Since only the coding region is of interest for us, we were thinking about 200X whole exome and the remaining sequencing ability for RNA (per channel!).

That just doesn't seem like the right fit for a nanopore platform. Why (and how?) would you do target enrichment? Coding exons are ~200 nucleotides, so you would only sequence small fragments. That's not where the strength of the technology is. PCR-based exome sequencing preps (as in Illumina) are not the best you can do here. If you are going to sequence short reads, then do it on a short read platform.

Using small reads, like Illumina provides, 400X are needed for whole exome to detect SNV or CNV.

While it is technically possible to detect SNVs/SNPs on PromethION, it's not the most appropriate application. The real strength is in previously hidden structural variants, including CNVs, inversions, tandem repeat expansions and so on. So the things you cannot (easily/accurately/at all) detect with Illumina.
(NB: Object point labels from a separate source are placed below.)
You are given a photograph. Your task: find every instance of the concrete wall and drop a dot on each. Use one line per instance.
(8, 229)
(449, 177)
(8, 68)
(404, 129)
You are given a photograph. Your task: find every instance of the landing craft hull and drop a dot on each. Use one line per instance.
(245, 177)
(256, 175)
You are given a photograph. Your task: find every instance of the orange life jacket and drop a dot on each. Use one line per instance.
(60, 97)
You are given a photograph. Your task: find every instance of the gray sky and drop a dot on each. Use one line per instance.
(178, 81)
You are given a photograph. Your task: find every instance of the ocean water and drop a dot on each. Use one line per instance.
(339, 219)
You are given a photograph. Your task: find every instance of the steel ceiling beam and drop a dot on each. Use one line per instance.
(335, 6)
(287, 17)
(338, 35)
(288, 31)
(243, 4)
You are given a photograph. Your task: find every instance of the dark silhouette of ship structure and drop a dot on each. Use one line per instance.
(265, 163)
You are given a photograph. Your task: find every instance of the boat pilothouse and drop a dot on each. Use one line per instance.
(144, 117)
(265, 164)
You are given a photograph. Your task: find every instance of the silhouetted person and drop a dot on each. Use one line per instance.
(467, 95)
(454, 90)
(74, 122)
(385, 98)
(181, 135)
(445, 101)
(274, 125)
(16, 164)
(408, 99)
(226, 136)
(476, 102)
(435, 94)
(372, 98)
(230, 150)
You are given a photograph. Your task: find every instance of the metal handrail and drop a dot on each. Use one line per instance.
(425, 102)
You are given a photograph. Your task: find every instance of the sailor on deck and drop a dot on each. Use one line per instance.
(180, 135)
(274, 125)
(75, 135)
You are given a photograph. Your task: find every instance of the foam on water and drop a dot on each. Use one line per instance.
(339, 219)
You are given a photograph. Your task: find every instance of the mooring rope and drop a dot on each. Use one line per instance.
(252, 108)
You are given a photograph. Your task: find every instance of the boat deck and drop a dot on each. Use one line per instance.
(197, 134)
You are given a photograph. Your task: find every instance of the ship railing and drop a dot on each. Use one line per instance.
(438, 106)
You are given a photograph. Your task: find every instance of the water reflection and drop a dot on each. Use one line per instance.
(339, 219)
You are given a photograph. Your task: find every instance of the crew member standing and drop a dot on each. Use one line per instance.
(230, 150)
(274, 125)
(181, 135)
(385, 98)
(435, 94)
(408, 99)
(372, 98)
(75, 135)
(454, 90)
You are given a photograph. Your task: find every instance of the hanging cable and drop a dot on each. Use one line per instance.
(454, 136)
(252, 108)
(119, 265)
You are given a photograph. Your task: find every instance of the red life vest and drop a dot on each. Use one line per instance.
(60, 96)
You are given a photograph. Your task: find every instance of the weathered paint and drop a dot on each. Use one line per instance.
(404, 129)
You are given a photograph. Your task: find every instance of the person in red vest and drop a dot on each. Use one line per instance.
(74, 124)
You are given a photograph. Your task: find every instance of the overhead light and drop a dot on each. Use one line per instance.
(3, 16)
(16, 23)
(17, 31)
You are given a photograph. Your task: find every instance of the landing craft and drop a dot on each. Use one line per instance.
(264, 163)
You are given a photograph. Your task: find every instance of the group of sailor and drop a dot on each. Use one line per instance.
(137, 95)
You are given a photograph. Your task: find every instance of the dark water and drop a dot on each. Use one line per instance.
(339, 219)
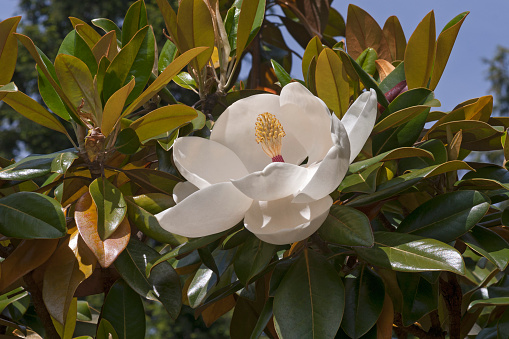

For that purpose 10x coverage is sufficient for a high precision, but recall increases up to 40x coverage and flattens off above. I have no idea where you got the 400x requirement.

ADD REPLYlink written 7 months ago by WouterDeCoster39k
1

Further reactions:

What sequencing depth with long reads (5kb and more), for instance, would you suggest to detect SNVs, INDELS and CNVs for whole exome or genome?

As mentioned in another comment: SNPs is not the main application of a nanopore platform, and neither is exome sequencing.

Can we trust the new methods Nanopore claims to have to reduce sequencing error close to 1% (Hidden Markov Fields)?

That's a bit unclear to me. Can you elaborate? It seems you are referring to hidden markov models, but that's an approach ONT hasn't been using for basecalling for a while. Current basecaller is a recurrent neural network, but I've also heard they're moving on to another model 'in the near future'.

to reduce sequencing error close to 1%

Citation needed. This could be a consensus accuracy, or a estimate for future performance using 1D^2 sequencing. It is for sure not the current error rate, which is at 12% for human data.

What about methylation?

Yes you can, provided that you sequence native DNA (so without amplification steps). See for example this recent publication: Using long-read sequencing to detect imprinted DNA methylation

ADD REPLYlink written 7 months ago by WouterDeCoster39k

Using small reads, like Illumina provides, 400X are needed for whole exome to detect SNV or CNV

Sorry, I am a bit caught up in some of our recent samples, where we used such deep exome sequencing due to very rare combination genetic disorders and this is the only exome seq I work with so far (I am actually a RNA-guy). 100X for Homo-/Heterozygous SNVs seem reasonable (Meynert et al., 2013).

to reduce sequencing error close to 1%

We had a talk recently at our institute held by Nanopore (this is how my interest in Nanopore rose) claiming that their goal by the end of the year is to reduce error rate drastically (yes, in conjunction with 1D^2 sequencing, might be consensus accuracy); close to 1% was their goal. Nevertheless, you are right, without actually proving and make the result available to everyone, that statement is very misleading! Consider it retracted!

Hidden Markov Fields

You are right, the latest base caller is based on neural networks. My information came from this paper Franka J. Rang et al., but HMM are outdated!

Thanks for all your effort sharing your experience with me. That discussion beforehand could have saved me some time!

ADD REPLYlink modified 7 months ago • written 7 months ago by ResearchR60

Meynert et al., 2013

Not going to dig into it again, but from memory I believe that papers says 13x coverage is okay for 95% sensitivity for heterozygous SNPs?

Long story short: using long reads can give you thousands of structural variants which you cannot find with Illumina. That's the main application (for human DNA sequencing) right now.